Andrew Sullivan, CEO of the Internet Society, explains the goals of the Internet Hall of Fame:
The evolution of the Internet is a story of many, many contributions. Each of the individuals in the Internet Hall of Fame made a significant contribution to that story. The Internet Society wants to make sure these stories are told and preserved.
The nomination process
The entity invites internet enthusiasts worldwide to propose to your candidates . Nomination requests are reviewed and vetted to ensure they meet the nomination and eligibility criteria. The Internet Hall of Fame Advisory Board, comprised of a select group of former entrants, is responsible for the final selection of entrants.
The nominees of the 2019 edition
This year they were inducted into the Internet Hall of Fame eleven people from six countries around the world, including Peru, Japan, Brazil, the Netherlands, Togo and the United States. All are recognized for their pioneering and visionary contributions to the global growth, access and security of the Internet. In addition, it is noted that they have expanded the reach of the Internet to new regions and communities, have helped foster a greater understanding of how the Internet works, and have improved security to increase user confidence in the network.
Remember Andrew Sullivan? At the entrance ceremony, held in San José, Costa Rica, the executive director of the Internet Society said:
“The design of the Internet has always allowed people to see a problem and go to work to solve it.

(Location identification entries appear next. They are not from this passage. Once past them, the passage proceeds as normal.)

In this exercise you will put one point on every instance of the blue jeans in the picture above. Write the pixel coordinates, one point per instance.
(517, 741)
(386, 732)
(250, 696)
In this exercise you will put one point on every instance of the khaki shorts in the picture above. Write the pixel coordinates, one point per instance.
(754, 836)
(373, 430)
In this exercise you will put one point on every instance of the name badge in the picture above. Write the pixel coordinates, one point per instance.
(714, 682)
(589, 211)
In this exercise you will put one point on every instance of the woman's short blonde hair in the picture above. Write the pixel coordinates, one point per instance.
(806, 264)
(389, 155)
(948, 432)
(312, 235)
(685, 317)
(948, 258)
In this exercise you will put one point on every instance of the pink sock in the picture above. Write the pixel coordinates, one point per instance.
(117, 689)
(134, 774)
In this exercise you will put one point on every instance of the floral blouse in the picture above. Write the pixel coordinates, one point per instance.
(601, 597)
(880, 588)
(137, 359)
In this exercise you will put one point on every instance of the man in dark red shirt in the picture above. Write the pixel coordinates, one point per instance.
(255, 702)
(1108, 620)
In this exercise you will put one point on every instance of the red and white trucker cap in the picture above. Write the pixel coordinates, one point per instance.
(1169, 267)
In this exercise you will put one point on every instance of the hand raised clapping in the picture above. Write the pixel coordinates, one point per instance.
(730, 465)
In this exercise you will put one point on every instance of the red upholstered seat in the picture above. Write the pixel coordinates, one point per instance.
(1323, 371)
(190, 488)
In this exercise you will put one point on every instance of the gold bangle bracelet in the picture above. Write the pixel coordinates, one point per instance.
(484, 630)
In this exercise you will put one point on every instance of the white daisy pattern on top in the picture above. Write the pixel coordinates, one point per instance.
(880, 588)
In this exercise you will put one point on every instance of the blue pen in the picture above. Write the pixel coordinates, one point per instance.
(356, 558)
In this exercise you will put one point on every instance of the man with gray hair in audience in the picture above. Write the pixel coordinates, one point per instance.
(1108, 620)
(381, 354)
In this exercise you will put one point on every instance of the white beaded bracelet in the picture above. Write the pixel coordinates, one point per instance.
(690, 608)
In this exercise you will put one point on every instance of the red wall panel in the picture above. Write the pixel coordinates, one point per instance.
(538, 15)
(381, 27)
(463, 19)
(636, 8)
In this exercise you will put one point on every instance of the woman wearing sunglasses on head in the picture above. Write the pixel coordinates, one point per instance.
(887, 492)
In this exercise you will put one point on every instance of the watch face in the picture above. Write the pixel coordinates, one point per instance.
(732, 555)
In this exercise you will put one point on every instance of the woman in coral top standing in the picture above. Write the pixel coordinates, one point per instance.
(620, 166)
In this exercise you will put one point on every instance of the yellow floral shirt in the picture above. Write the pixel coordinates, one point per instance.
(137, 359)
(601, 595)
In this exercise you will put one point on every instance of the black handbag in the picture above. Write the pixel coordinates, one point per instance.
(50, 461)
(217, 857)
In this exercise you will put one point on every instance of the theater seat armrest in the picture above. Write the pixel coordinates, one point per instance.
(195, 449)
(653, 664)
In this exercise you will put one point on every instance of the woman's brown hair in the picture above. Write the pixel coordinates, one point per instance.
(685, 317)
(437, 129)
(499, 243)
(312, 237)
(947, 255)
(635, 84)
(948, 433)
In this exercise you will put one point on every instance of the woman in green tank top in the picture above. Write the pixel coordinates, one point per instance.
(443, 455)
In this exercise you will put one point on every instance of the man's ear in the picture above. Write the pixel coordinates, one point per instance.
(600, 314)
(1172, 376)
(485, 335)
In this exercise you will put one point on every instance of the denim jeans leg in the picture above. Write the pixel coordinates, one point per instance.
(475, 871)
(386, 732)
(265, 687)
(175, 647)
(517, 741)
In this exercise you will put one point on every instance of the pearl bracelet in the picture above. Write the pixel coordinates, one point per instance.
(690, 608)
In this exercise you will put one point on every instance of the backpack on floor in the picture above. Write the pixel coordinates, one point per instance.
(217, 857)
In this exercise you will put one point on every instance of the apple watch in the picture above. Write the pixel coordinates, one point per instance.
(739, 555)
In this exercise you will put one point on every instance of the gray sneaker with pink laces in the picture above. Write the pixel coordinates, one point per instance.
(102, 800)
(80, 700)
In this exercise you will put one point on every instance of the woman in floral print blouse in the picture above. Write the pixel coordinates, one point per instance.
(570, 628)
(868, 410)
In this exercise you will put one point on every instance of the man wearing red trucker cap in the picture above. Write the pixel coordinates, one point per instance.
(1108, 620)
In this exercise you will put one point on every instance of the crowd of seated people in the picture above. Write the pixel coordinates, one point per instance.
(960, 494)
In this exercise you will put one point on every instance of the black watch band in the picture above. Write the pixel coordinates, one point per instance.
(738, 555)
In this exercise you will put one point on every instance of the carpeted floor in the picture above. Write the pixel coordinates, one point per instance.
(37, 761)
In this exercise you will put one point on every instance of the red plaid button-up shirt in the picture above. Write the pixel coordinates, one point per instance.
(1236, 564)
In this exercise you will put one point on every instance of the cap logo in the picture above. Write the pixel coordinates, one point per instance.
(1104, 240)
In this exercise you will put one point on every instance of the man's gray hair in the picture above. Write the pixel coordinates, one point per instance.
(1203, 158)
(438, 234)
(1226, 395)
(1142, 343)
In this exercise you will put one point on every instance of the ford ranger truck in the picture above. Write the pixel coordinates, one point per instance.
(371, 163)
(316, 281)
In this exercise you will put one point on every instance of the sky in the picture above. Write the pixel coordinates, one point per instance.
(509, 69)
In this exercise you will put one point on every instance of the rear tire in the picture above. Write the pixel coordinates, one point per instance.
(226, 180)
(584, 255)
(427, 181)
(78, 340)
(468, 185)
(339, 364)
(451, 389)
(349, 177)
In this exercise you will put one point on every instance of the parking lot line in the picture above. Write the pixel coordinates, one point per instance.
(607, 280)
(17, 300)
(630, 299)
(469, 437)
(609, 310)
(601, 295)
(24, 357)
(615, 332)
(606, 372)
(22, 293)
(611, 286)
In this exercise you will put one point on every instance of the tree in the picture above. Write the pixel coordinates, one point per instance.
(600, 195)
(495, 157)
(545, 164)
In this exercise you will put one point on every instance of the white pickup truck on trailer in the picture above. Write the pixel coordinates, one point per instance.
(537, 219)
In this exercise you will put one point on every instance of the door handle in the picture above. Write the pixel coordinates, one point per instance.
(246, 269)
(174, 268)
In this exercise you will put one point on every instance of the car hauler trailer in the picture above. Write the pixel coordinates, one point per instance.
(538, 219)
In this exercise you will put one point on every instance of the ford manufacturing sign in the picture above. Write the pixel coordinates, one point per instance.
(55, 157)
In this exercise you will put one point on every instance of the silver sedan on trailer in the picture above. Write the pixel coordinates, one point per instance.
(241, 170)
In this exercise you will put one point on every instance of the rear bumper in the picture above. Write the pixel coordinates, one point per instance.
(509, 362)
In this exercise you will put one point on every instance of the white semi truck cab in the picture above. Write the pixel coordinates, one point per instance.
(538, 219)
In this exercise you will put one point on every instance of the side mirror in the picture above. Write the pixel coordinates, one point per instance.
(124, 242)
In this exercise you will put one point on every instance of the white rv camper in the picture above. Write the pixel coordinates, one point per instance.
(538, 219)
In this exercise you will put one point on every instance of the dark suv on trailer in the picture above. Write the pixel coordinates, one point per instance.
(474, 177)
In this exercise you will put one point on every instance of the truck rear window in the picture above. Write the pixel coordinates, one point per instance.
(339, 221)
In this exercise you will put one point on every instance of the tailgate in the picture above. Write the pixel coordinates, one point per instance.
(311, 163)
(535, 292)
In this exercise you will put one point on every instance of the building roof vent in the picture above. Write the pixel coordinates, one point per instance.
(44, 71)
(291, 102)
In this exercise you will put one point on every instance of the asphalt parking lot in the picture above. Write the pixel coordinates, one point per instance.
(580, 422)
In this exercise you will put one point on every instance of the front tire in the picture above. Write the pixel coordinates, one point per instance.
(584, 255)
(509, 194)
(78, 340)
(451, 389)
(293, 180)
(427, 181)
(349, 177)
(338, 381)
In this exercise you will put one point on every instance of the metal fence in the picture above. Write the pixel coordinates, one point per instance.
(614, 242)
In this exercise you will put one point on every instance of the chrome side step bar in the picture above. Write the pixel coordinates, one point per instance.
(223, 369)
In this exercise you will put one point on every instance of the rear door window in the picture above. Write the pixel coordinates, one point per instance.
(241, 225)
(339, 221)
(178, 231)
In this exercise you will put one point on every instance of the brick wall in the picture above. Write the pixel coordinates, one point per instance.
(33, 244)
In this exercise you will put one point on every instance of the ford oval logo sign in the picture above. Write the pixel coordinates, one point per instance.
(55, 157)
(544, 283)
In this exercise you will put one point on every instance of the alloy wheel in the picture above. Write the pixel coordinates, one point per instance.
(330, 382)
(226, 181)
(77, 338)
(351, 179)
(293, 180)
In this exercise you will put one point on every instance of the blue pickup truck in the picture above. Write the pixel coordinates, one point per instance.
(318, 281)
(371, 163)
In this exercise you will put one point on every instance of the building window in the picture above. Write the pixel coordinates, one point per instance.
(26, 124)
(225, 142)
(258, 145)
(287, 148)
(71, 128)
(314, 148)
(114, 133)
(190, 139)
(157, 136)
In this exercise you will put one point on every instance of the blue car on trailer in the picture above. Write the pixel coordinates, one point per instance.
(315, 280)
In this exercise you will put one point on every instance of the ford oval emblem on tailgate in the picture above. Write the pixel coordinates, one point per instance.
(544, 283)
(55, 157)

This year's nominees have given us all the great gift of their creative approaches to the issues they discussed about the Internet. We can draw inspiration from them to face the next round of challenges.
These are the new members:
Adiel Akplogan (Africa): He advanced the Internet in Africa and served as the founding Executive Director of the Regional Internet Registry for Africa.
Kimberly Claffy (United States): It was a pioneer in the field of data collection, measurement and analysis on the Internet.
Douglas Comer (United States): He wrote the first series of quality textbooks explaining the scientific principles of Internet design and communication protocols.
Elise Gerich (United States): He was instrumental in the transition from NSFNET to today's Internet and in the transition of the functions of the Internet Assigned Numbers Authority from the US government administration to a multi-stakeholder community.
Larry Irving (United States): He was one of the promoters of the identification of the Digital Divide in the United States, motivating global interest in the subject.
Dan Lynch (United States): He advocated for the adoption of TCP / IP protocols and played a key role in driving the Internet toward a commercial network.
Jean Armor Polly (United States): It pioneered free Internet access in public libraries.
José Soriano (Peru): He was one of the leaders in bringing the Internet to Peru and designed a replicable "public Internet" model.
Michael Stanton (Brazil): He was instrumental in bringing the Internet to Brazil, and continues to participate in the design and deployment of scalable optical networks in South America and around the world.
Klaas Wierenga (Netherlands): He invented eduroam, an international Wi-Fi roaming service for academic and research communities in more than 100 countries.
Suguru Yamaguchi (Japan): was a pioneer in cybersecurity research and a world leader in its deployment; and founded the Asia Pacific Broadband Internet Research Project and the Satellite Education Network Project.
This year is the first time the ceremony has been held in Latin America. The choice of Costa Rica as the venue for the event because the organizers consider it a good example of how to employ a collaborative approach to Internet governance and the taking of systematic measures to close the digital divide in the country.